Basic Single Node Configuration
Note: the code of this post has been tested using Apache Hadoop 2.10.1. Please check out our previous post, Introduction to Apache Hadoop, to configure this version of Hadoop, in case you have not done it yet. On the other hand, this post assumes that you already have a basic Apache YARN configuration running. Please, check out our introductory post Introduction to Apache YARN.
Introduction to Apache YARN
After introducing you to Apache YARN in our post Introduction to Apache YARN, we highlighted that only the surface of this cluster manager had been scratched. So we owe you a more in depth explanation of this tool. Summarizing, we saw that YARN is the manager that determines how MapReduce jobs are executed across the cluster. In the post, only two properties were added to the configuration files to make the most simple configuration work.

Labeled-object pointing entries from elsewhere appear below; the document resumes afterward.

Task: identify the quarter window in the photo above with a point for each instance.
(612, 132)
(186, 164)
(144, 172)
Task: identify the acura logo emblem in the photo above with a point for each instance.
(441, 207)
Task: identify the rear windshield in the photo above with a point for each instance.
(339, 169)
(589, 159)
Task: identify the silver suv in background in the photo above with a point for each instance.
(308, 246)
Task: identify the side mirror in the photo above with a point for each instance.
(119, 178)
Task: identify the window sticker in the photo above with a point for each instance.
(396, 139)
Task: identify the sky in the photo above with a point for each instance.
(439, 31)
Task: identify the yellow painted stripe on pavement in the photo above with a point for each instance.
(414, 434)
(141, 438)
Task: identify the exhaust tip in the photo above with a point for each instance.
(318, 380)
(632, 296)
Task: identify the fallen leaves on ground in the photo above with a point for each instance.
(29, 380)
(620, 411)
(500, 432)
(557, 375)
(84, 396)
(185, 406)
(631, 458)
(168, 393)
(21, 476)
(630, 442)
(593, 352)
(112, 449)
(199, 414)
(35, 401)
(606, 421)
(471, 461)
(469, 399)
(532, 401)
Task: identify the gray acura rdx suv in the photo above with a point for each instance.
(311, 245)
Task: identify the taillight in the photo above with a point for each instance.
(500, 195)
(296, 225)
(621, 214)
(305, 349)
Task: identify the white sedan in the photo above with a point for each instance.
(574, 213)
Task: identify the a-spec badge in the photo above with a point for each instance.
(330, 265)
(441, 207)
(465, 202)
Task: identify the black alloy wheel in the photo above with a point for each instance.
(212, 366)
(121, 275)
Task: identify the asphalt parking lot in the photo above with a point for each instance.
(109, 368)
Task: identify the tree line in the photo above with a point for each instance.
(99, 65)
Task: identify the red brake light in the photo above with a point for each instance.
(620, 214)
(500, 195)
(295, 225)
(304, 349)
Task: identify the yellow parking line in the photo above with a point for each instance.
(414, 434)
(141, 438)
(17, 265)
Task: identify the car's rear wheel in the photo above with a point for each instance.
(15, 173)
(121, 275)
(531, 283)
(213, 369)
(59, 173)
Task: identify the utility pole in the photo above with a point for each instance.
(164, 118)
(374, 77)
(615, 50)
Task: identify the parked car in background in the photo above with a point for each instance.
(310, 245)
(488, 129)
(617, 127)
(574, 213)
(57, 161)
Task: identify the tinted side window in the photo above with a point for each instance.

The goal in this post is to introduce you to a more advanced configuration setting that will allow you to improve YARN’s performance. But before getting into changing several properties we need a deeper understanding of this tool’s architecture.
Apache YARN Architecture
Let’s be honest… the first time we checked the official Apache Hadoop documentation to read about Apache YARN’s architecture we did not fully understand it. We had to do some additional research to get a better understanding. Furthermore, playing around with the properties that can be changed in the configuration file was very helpful when trying to deepen our understanding about YARN.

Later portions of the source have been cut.